SFEBES2013 Senior Endocrinologists Session (1) (6 abstracts)
University of Exeter Medical School, Exeter, Devon, UK.
Some 40 years ago, diabetes was re-classified from a single disorder into autoimmune (T1D) and metabolic (T2D) on the interpretation of observation rather than the outcome of experiment. The 20 or so experiments carried out since to test the autoimmune hypothesis (largely randomised trials of immunotherapy) have proved disappointing, and none has translated into patient benefit. There is arguably reason to question the autoimmunity paradigm. The accelerator hypothesis argues that T1D and T2D are the same disorder of insulin resistance, set against different genetic backgrounds. Humans are born with a substantial reserve of β cells, which is gradually lost throughout life. For most, the rate of loss is slow and inconsequential. When accelerated, however, the loss becomes critical within a lifetime, and diabetes results at an age (adulthood or childhood) determined by the tempo of loss.
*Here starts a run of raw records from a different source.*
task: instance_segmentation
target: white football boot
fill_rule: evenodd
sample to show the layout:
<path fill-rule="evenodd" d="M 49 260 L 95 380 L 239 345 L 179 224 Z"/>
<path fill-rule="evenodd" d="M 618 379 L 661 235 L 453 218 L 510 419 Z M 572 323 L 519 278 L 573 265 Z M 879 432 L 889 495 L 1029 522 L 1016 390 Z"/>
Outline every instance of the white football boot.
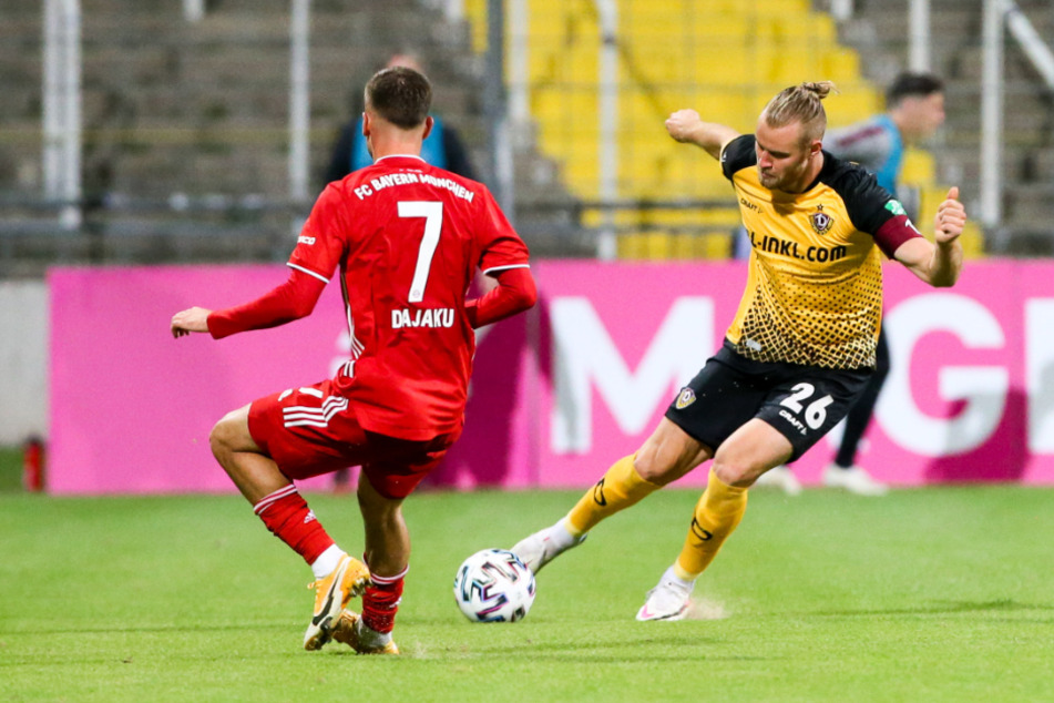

The accelerator hypothesis makes no fundamental distinction between no diabetes (the majority), slow diabetes (adult onset) and fast diabetes (childhood onset). What matters to prevention is proper identification of the accelerator responsible. Insulin demand (insulin resistance) is the primary accelerator, and autoimmunity the response to stressed beta cells in the few with reactive HLA genes which further accelerates their loss. Evidence will be presented that pre-type one diabetic children are insulin resistant, that autoantibodies (the hallmark of T1D) are common in T2D and that the age at presentation of T1D in children is inversely related to their BMI true acceleration. A series of trials to test the accelerator hypothesis are planned.